Known as the Memphis 13, the students are credited with advancing the civil rights for black Americans.
Monday, the remaining 13 members learned that a mural would be painted in their honor at Springdale Elementary School.
Jamond Bullock, the artist commissioned to paint the mural, said the members of the Memphis 13 inspired the design.
“These 13 first graders that embodied courage and had to have such thick skin at a time where they were entering a school that may not have wanted them,” Bullock said.
Jacqueline Christion and Alvin Freeman, two members of the Memphis 13, expressed how much the mural means to them.
“I found out that they were going to do murals for us and really just started crying, but I am so excited — happy,” Christion said.
“It’s indescribable. It is really a good feeling. It has been so long coming,” Freeman said.
There was also a screening for The Memphis 13 documentary directed by Daniel Kiel at Monday’s event.
“It’s a story that isn’t stuck in 19-61. it’s a story that continues to unfold in our community, in our schools in many different ways,” Kiel said.
Members of the Memphis 13 who were in attendance said it reminded them of what that first day of school was like.

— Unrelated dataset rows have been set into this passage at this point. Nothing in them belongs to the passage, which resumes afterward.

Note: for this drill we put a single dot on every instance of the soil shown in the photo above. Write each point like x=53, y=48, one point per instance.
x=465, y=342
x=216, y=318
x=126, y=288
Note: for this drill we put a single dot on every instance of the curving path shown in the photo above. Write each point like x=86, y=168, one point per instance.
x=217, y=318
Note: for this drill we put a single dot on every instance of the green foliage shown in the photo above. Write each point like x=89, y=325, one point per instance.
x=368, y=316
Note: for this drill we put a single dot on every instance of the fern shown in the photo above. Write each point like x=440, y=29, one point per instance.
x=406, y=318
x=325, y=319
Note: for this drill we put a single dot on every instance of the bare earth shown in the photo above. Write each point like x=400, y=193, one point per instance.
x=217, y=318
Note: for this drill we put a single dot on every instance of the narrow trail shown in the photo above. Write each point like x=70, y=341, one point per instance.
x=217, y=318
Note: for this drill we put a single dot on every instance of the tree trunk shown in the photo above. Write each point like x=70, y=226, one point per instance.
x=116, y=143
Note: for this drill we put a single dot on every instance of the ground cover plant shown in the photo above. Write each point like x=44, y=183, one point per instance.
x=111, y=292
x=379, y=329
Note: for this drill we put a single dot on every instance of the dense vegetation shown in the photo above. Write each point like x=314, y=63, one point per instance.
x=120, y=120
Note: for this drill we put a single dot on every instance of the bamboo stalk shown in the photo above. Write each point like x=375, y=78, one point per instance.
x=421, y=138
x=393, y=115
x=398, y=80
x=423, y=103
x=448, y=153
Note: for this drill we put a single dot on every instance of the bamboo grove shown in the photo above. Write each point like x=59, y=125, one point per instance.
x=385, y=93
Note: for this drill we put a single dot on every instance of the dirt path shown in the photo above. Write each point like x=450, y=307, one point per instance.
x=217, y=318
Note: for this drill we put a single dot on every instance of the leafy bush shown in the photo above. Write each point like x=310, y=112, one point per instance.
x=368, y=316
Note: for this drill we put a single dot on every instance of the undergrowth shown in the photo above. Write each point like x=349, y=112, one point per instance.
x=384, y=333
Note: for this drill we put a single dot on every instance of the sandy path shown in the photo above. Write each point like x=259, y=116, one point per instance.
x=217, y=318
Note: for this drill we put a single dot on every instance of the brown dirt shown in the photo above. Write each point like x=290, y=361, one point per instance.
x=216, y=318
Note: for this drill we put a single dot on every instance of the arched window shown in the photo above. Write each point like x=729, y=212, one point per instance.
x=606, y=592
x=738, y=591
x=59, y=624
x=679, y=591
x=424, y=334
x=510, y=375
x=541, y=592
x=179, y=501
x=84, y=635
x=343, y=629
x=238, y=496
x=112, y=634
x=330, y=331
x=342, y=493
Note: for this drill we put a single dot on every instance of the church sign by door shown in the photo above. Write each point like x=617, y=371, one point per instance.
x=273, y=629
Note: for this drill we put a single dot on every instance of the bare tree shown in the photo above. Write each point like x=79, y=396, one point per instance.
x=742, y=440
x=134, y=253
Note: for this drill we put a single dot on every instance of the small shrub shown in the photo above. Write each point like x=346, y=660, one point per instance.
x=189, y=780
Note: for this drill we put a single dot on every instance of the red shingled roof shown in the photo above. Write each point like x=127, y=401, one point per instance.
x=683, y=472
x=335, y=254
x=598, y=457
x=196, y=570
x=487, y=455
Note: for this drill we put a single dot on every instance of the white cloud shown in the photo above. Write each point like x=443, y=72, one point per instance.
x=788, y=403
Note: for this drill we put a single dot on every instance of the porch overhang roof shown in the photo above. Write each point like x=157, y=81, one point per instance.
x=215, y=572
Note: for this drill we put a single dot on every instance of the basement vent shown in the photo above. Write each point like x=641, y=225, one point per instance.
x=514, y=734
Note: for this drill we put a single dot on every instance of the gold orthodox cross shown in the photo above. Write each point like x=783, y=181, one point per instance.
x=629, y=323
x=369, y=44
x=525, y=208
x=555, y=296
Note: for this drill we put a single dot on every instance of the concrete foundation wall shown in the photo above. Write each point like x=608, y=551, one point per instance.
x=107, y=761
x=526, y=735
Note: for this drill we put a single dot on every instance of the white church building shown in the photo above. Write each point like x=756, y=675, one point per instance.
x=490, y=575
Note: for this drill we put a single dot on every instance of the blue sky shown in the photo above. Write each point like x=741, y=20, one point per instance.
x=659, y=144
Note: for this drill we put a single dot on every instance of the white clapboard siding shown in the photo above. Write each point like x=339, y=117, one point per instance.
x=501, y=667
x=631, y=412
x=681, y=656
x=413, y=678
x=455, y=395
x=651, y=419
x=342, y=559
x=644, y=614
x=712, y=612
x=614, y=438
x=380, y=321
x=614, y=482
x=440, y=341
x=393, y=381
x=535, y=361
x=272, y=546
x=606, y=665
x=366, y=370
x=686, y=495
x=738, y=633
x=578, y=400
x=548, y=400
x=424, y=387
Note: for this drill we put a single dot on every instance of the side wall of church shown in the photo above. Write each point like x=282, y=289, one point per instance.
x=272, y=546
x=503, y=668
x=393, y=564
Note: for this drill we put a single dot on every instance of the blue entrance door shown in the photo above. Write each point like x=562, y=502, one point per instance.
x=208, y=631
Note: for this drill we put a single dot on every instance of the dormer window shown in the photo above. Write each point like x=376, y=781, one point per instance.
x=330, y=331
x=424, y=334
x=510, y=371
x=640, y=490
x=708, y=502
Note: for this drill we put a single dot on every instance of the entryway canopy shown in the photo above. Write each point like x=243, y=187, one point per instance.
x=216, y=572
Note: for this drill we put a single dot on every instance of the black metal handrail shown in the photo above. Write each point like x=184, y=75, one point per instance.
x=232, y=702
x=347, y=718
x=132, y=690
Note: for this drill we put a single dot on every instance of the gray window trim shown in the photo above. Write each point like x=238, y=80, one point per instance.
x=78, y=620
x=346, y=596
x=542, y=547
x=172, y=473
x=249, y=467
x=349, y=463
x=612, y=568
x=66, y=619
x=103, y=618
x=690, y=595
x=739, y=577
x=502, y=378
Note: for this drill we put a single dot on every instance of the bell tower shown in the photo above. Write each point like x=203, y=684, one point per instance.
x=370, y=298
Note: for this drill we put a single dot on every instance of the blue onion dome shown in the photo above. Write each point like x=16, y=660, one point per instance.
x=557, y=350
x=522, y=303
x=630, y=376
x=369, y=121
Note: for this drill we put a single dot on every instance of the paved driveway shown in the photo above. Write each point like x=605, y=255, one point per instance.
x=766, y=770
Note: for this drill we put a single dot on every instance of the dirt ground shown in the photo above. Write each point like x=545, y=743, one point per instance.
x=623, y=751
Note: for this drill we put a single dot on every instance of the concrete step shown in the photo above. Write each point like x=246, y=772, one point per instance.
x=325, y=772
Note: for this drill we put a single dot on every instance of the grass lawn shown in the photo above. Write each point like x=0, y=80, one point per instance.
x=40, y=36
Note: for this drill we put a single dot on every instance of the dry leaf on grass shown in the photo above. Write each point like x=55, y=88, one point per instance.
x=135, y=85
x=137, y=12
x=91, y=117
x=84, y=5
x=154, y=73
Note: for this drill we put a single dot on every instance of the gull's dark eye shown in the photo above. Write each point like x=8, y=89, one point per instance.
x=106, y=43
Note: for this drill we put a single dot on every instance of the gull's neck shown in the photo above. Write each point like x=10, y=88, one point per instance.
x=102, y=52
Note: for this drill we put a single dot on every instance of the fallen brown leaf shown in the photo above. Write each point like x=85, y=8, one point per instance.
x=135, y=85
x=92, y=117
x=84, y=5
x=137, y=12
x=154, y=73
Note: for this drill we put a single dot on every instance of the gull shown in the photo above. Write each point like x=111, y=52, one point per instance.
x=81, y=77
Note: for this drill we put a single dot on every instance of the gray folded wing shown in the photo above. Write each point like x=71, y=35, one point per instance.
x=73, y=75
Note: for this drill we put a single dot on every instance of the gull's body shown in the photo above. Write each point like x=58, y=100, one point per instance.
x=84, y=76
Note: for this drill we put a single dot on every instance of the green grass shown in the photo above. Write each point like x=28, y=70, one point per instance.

“I walked in the school looking around — how clean, comfortable it was looking compared to Hyde Park got into the classrooms, new books. just new everything,” Christion said.
But they said the reality set in as the school year moved along.
“I couldn’t imagine that. I couldn’t imagine having to be so brave and so young,” Bullock said.
The state legislature also honored them with a resolution just last year.